In Werenzhain, ein eher dämmriges Dorf wie so viele im märkisch-sächsischen Grenzland des Elbe-Elster-Kreises, öffnet sonntagnachmittags auch der Atelierhof, ein gut erhaltener Vierseithof, in dem zurzeit Exponate von heimischen und koreanischen Künstlern gemeinsam ausgestellt werden. Hübsch ironischer Titel: „Ost trifft Fernost“. Nebenan hat der damalige Gutspächter Glix vor 125 Jahren die Inschrift „Unter allen Wipfeln ist Ruh. Göthe“ anbringen lassen, was Germanisten heute ins Grübeln bringen könnte. Was hat der Autor von „Über allen Gipfeln ist Ruh“ mit den abgekupferten „Wipfeln“ von Johann Daniel Falk zu tun? Und darf man den Namen eines Titanen mit einem banalen Umlaut verunstalten? Wer noch ein Thema für eine Doktorarbeit sucht, könnte zwischen dem ehemaligen Glixschen Lehn-Schank-Gut und der Dorfkirche fündig werden.

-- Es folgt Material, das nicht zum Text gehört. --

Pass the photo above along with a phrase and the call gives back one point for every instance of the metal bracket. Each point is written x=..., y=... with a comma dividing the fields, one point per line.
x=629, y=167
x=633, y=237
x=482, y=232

Die anderen begeben sich ins wenige Kilometer entfernte Doberlug-Kirchhain und nähern sich, am besten über die Unter-den-Linden-breiten-Anlagen, dem Barockschloss und der Klosterkirche Doberlug. Das Schloss wird grundsaniert und soll ab 2015 Ausstellungen zu Brandenburgs Gegenwart und Geschichte beherbergen. Wer schon heute einen Blick ins Innere wagt, ahnt, warum eine solche Sanierung ähnlich zeitaufwendig sein kann wie der Brandschutz am Berliner Großflughafen. Aber es deutet sich an, dass dies eine der prächtigsten Schlossanlagen sein wird, derer sich die brandenburgischen Denkmalpfleger angenommen haben.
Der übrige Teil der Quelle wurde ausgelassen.